Web lists-archives.com

Re: [PATCH] specify encoding for sed command




I did a little more digging into this issue today.

> On Apr 11, 2018, at 4:42 PM, Matt Coleman <cat.moleman@xxxxxxxxx> wrote:
> 
> I found another (possibly better) way to fix this:
> 
>> On Apr 10, 2018, at 3:18 AM, Matt Coleman <cat.moleman@xxxxxxxxx> wrote:
>> 
>>> 1) What platform OS / version / sed version is this on?
>> I'm experiencing this on macOS Sierra (10.12.6). The issue occurs with the OS's native sed, which is FreeBSD sed so the version number is kind of ambiguous.
>> 
>> The error goes away if I set LANG=C or LC_ALL=C or change it to use GNU sed (installed via homebrew as gsed).
> 
> If I change it to use awk instead of sed, it works with mawk, gawk, and macOS awk:
> unset $(set | awk -F '=' '/^__gitcomp_builtin_[a-zA-Z0-9_][a-zA-Z0-9_]*=/ {print $1}') 2>/dev/null
> 
> I compared sed vs. awk on Linux and Mac and they all take about the same amount of time to run (within 0.002ms).

The issue isn't actually caused by `sed`: it's caused by the way that the `set` builtin outputs characters in the Unicode Private Use Area (PUA) in the build of Bash 3.2.57 that macOS Sierra ships with.

Powerline uses several PUA code points to make some of its pretty text UI elements:

Code point (hex value): description
U+E0A0 (0xEE82A0): Version control branch
U+E0A1 (0xEE82A1): LN (line) symbol
U+E0A2 (0xEE82A2): Closed padlock
U+E0B0 (0xEE82B0): Rightwards black arrowhead
U+E0B1 (0xEE82B1): Rightwards arrowhead
U+E0B2 (0xEE82B2): Leftwards black arrowhead
U+E0B3 (0xEE82B3): Leftwards arrowhead

macOS Bash 3.2.57's `set` builtin has garbled output where Powerline's special symbols should be in the PS1 variable, but Bash 4.4.19 (installed on macOS via homebrew) and Bash 4.3.38 (Ubuntu 16.04) both display it correctly in the output of `set`. `echo $PS1` does display the symbols correctly on these versions of Bash.

So...

> 3) There's other invocations of "sed" in the file, aren't those affected as well?
The short answer: no. Slightly longer: not by the same thing that's affecting the line in the patch, at least.

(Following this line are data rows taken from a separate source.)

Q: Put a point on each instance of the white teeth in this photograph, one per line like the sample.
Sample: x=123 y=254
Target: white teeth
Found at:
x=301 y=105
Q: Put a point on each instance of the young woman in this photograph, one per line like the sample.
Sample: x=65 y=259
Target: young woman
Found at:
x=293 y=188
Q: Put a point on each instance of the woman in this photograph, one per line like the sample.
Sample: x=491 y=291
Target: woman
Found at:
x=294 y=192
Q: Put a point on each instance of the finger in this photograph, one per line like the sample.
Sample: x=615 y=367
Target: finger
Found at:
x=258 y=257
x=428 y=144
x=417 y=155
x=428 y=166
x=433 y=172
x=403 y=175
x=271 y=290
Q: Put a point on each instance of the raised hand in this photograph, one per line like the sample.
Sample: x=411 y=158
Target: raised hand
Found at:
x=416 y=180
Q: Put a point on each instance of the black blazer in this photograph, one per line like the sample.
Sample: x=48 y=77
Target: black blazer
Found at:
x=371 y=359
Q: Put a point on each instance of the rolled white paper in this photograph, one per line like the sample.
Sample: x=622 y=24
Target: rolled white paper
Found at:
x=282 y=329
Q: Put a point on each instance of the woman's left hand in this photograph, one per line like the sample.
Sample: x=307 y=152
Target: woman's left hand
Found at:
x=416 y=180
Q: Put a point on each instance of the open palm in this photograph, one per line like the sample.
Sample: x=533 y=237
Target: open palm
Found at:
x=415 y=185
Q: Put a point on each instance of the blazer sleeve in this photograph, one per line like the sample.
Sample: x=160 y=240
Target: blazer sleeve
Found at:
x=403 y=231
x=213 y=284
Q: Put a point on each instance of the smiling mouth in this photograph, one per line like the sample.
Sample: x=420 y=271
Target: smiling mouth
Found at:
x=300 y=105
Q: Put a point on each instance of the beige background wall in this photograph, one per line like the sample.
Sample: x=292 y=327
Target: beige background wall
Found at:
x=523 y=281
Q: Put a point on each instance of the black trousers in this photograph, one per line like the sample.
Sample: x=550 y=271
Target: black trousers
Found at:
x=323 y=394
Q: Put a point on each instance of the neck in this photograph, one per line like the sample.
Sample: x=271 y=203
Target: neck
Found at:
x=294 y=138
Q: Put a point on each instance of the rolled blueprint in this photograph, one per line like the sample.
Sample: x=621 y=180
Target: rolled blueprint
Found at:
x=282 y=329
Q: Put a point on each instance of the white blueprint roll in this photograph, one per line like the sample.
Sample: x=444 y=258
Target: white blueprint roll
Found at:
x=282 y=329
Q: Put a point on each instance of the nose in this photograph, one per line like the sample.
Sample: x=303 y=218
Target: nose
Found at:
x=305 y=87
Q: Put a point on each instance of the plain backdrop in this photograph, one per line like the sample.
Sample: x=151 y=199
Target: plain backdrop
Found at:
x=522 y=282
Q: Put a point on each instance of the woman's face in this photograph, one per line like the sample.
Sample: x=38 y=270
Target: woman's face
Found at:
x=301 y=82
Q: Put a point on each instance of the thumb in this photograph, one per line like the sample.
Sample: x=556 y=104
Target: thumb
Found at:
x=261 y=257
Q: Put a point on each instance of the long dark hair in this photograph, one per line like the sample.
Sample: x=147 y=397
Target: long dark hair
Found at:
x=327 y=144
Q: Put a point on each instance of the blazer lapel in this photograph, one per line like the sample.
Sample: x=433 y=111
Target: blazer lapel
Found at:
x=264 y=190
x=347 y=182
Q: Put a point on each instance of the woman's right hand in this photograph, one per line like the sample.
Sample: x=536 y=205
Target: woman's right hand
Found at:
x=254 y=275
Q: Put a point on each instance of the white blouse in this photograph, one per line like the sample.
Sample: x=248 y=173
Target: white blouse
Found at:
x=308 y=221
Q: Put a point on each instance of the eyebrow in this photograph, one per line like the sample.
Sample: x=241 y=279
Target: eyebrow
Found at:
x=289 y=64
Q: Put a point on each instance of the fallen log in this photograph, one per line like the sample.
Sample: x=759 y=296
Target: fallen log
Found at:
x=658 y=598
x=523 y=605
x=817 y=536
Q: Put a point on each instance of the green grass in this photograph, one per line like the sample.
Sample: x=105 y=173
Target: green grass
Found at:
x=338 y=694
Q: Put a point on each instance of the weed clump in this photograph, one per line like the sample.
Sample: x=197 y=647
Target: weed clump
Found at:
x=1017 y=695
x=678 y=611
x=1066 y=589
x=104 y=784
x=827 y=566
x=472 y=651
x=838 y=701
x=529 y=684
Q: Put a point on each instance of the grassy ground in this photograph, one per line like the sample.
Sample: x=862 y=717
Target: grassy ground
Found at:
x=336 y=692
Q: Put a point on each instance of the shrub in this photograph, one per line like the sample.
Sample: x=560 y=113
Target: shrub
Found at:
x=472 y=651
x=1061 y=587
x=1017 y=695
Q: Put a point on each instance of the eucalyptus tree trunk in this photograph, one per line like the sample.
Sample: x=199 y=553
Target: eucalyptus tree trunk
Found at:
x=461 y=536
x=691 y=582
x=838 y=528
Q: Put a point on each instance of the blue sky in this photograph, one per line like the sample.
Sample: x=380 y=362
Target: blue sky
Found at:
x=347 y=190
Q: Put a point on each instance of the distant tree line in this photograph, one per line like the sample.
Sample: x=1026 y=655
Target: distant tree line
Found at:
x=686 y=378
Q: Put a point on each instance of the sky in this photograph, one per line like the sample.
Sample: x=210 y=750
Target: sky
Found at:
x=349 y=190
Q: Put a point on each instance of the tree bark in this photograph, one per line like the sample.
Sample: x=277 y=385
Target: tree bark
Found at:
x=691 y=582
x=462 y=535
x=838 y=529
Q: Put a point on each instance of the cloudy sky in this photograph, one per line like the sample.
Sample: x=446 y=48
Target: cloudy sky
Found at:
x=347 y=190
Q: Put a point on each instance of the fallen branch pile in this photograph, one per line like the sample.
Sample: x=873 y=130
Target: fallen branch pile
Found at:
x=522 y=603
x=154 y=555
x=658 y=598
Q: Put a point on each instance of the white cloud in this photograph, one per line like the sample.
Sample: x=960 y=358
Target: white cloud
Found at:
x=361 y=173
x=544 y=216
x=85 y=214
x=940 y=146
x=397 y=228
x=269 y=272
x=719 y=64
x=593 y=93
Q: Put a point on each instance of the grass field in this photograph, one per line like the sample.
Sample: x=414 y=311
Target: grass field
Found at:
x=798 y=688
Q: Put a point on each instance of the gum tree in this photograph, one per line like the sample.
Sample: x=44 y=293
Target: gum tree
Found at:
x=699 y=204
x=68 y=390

Long: As described above, the problem isn't actually `sed`: it's the `set` builtin in macOS's build of Bash. The other invocations of `sed` should be safe, because `sed` properly handles the PUA code points on its own:

$ echo $'\xee\x82\xb0' | sed 's/./@/'
@

The way that `set` is displaying the PS1 variable seems to be sending them to `sed` individually or somehow split up:

$ for character in $'\xee' $'\x82' $'\xb0' $'\xee\x82' $'\x82\xb0'; do echo $character | sed 's/./@/'; done
sed: RE error: illegal byte sequence
sed: RE error: illegal byte sequence
sed: RE error: illegal byte sequence
sed: RE error: illegal byte sequence
sed: RE error: illegal byte sequence

Interestingly, Bash 3.2.25's `set` builtin on CentOS 5 correctly displays the octal values for the symbols (prompt edited to keep this email ASCII):

$ PS1=$'\xee\x82\xb0 '
>  set | grep PS1
PS1=$'\356\202\260 '

I haven't started digging through Bash's codebase, but it could either be a bug that was introduced between 3.2.25 and 3.2.57 or Apple used some silly flags when compiling Bash. Ideally, this should be fixed in Bash, but since Apple's using such an old version of Bash for license reasons, I think it's unlikely that they'll fix the issue.

I think the best way to move forward with this is a new patch that uses `awk` instead of `sed`: I tested several `awk` variants and the command was portable without requiring any changes to LANG or LC_ALL.

Does that sound like a good plan?